Pakistani Minister of Petroleum and Natural Resources Shahid Khaqan Abbasi said construction work has commenced on a 700-km pipeline to import liquefied natural gas from China.
Speaking to Voice of America, Abbasi said the project will be jointly funded by Pakistan and China.
He also said Gwadar Port will be used as a central hub for the China-Pakistan Economic Corridor, allowing western China to gain access to warm waters from Pakistan.
The CPEC, with a planned portfolio of projects totaling around $46 billion, will link Gwadar, Khuzdar and other areas on way to Dera Ghazi Khan, Dera Ismail Khan and Peshawar along its central route.
The eastern route will connect Gwadar to Ratodero, Sukkur and, Karachi and upward to cities in Punjab, and from there to Khyber Pakhtunkhwa and the Khunjerab Pass.
There have been security concerns over much of the plan, which relies on developing Gwadar—control of which was passed to a Chinese company in 2013.
Linking Gwadar to the rest of Pakistan and the western Chinese city of Kashgar, 3,000 kilometers away, will involve major infrastructure work in Balochistan.
Balochistan is one of Pakistan's most unstable provinces and has been dogged for over a decade by a bloody separatist insurgency.
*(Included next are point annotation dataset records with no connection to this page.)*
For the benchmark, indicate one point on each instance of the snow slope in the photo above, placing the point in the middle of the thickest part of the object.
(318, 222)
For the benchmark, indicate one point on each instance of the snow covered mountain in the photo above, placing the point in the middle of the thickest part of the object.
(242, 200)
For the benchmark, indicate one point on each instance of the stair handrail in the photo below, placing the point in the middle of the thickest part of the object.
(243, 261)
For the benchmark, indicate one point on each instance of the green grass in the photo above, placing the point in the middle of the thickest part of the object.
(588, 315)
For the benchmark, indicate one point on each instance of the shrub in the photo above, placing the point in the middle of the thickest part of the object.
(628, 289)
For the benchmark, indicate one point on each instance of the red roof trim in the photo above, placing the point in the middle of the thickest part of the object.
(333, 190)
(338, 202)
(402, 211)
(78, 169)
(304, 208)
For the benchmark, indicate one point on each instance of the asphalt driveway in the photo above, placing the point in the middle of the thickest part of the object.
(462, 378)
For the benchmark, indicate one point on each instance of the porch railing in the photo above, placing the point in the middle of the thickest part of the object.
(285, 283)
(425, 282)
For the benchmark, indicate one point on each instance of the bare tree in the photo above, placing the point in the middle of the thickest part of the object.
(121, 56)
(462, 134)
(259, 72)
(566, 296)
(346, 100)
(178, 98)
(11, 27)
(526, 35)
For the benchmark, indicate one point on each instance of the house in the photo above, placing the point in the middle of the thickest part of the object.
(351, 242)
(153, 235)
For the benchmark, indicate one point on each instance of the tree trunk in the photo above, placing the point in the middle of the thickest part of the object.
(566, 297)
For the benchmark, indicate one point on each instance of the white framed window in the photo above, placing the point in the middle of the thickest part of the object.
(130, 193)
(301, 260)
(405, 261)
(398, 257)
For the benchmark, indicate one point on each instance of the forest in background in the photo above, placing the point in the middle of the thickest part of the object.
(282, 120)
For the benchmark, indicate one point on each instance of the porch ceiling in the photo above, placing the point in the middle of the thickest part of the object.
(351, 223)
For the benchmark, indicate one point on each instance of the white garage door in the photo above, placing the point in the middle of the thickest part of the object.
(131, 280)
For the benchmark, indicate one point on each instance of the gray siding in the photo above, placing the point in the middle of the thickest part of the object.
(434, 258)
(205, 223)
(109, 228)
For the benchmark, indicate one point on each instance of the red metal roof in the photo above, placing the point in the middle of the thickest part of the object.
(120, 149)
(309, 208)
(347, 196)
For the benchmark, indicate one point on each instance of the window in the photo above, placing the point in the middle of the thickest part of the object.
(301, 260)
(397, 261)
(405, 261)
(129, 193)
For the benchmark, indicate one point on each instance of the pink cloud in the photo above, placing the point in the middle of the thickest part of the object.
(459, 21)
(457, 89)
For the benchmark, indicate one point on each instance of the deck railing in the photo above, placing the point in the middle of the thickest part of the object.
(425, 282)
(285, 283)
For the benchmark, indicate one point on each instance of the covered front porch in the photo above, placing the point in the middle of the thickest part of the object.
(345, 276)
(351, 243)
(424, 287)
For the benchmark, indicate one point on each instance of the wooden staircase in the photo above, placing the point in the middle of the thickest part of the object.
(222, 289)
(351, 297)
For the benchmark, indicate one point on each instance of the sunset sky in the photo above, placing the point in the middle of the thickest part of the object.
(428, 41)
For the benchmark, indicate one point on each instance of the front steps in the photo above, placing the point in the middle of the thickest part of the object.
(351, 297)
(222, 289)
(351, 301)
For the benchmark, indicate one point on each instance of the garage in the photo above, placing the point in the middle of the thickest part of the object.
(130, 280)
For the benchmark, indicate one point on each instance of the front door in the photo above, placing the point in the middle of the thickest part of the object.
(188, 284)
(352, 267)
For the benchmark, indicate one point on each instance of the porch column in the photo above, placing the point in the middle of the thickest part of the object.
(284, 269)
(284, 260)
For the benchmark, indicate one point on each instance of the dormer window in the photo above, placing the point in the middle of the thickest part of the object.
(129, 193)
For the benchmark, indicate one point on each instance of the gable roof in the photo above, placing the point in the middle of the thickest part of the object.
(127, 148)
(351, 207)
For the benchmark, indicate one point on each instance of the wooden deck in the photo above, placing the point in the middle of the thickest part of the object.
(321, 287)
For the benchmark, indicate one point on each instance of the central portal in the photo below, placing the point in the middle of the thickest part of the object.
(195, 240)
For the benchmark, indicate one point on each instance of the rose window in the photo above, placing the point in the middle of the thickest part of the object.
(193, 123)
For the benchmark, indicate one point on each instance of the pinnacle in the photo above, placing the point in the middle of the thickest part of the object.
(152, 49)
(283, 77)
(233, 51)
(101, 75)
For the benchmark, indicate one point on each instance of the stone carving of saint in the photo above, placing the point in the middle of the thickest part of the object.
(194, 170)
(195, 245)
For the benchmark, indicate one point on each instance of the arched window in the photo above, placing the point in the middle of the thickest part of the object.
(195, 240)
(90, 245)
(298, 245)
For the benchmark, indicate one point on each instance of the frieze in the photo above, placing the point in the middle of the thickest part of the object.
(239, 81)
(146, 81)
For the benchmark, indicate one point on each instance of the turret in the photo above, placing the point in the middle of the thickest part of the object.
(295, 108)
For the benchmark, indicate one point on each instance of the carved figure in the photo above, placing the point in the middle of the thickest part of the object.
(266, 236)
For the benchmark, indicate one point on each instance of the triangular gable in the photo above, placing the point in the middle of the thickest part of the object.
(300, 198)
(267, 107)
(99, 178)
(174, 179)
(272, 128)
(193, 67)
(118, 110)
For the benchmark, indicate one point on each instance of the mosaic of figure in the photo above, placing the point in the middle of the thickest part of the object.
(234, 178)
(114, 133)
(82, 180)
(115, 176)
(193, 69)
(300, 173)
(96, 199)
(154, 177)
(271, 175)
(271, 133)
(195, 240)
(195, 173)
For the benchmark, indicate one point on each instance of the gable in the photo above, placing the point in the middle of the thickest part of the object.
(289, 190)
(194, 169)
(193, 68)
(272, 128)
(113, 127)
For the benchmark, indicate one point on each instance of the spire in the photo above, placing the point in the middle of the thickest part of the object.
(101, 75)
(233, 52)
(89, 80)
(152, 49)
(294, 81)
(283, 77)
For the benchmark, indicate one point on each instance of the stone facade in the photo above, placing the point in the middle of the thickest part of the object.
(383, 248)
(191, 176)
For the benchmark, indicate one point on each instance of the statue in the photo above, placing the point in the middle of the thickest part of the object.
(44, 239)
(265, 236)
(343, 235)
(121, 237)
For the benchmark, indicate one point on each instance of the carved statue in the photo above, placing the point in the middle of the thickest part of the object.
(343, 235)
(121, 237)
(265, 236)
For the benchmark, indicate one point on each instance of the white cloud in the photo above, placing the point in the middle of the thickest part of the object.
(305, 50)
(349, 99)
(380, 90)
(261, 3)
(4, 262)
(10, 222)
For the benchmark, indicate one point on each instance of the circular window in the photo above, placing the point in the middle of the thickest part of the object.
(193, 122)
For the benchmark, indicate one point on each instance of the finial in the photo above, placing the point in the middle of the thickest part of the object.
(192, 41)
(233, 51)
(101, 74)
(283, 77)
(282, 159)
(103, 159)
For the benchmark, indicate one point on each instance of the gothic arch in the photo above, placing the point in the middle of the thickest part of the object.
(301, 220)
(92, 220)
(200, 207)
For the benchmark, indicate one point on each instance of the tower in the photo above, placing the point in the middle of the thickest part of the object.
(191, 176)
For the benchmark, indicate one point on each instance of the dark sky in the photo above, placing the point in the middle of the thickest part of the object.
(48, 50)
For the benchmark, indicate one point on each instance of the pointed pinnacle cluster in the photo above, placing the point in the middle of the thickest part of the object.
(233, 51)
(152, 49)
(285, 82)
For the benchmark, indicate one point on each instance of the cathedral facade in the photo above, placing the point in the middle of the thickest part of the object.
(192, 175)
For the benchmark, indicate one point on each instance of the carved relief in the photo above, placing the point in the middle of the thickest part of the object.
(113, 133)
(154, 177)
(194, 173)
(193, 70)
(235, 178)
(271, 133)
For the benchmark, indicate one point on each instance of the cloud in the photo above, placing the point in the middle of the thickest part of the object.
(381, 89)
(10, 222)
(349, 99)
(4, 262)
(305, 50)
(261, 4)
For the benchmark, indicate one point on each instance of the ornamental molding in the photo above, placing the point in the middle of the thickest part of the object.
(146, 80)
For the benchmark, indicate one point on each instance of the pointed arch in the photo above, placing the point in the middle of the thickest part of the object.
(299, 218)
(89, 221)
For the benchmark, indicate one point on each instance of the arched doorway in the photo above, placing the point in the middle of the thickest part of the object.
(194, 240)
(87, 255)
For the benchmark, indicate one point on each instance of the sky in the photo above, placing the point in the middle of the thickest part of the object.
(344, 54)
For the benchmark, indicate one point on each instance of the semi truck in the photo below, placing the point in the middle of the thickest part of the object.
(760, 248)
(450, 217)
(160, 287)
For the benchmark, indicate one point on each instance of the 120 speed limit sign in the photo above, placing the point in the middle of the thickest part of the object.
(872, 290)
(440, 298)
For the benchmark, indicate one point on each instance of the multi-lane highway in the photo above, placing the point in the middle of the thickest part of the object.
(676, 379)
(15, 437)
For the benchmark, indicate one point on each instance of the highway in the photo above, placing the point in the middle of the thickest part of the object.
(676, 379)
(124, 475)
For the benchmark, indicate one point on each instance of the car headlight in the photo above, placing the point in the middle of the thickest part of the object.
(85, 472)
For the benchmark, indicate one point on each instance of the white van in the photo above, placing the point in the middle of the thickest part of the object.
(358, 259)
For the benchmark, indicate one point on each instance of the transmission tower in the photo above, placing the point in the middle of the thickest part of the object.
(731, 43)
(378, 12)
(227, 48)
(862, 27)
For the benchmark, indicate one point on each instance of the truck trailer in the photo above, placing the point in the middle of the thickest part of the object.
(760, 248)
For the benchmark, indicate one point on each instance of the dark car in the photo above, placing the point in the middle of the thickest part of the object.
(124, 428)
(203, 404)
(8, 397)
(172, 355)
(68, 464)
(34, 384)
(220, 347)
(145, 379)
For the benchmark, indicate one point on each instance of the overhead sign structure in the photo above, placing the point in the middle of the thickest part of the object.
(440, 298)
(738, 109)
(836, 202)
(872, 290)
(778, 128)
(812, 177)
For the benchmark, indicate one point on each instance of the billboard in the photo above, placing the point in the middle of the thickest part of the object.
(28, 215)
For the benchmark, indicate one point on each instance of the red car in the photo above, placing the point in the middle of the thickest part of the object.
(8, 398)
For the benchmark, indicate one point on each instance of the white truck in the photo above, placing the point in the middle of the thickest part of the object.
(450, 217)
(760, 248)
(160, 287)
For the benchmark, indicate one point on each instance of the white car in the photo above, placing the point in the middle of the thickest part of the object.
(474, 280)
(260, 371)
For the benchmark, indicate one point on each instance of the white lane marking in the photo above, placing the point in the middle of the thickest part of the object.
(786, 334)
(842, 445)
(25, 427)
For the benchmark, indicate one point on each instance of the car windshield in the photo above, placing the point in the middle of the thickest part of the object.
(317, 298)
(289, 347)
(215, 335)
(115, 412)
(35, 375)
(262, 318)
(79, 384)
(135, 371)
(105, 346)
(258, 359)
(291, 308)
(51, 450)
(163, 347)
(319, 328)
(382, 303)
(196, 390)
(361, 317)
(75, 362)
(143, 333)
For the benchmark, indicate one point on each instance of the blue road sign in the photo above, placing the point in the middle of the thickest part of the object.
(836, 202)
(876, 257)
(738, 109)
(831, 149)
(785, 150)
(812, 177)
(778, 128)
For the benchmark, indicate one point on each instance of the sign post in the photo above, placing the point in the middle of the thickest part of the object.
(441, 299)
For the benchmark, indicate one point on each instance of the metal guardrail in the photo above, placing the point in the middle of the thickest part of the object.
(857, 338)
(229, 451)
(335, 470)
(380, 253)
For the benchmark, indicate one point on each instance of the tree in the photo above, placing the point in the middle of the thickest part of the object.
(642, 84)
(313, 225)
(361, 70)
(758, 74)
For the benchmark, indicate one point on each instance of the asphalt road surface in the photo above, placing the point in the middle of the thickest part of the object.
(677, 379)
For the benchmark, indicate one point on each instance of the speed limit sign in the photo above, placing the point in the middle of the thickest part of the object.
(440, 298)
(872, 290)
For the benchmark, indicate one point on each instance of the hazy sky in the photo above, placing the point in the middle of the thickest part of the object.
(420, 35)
Ethnic Baloch rebels have in the past blown up numerous gas pipelines and trains and attacked Chinese engineers
Abbasi said funds from China, in relation to this project, will be beneficial to Pakistan for completion of the Iran-Pakistan gas pipeline project.
"Pakistan has been trying to overcome its energy crisis by importing gas from Iran," he said, referring to the sanctions against Iran, which had resulted in difficulties in the way of inching closer to completing the Iran-Pakistan pipeline project.
The official said on July 15 that Pakistan will start building its side of the pipeline in September, with a Chinese company doing the work. In April, Pakistan held negotiations with China Petroleum Pipeline Bureau, a subsidiary of Chinese energy major China National Petroleum Corporation, to finance 85% of the project; Pakistan will pay the rest.
“Pakistan will complete an 80-kilometer section within six months of sanctions' removal,” Abbasi said. “The entire 800 kilometers of the pipeline in Pakistan will be completed in about 30 months.”
Abbasi said Iran still needs to complete 200 kilometers of the pipeline. So far, about 80% of the pipe-laying on the Iranian side of the border (1,100 km from a total 1,400 km) have been completed, according to Iranian officials.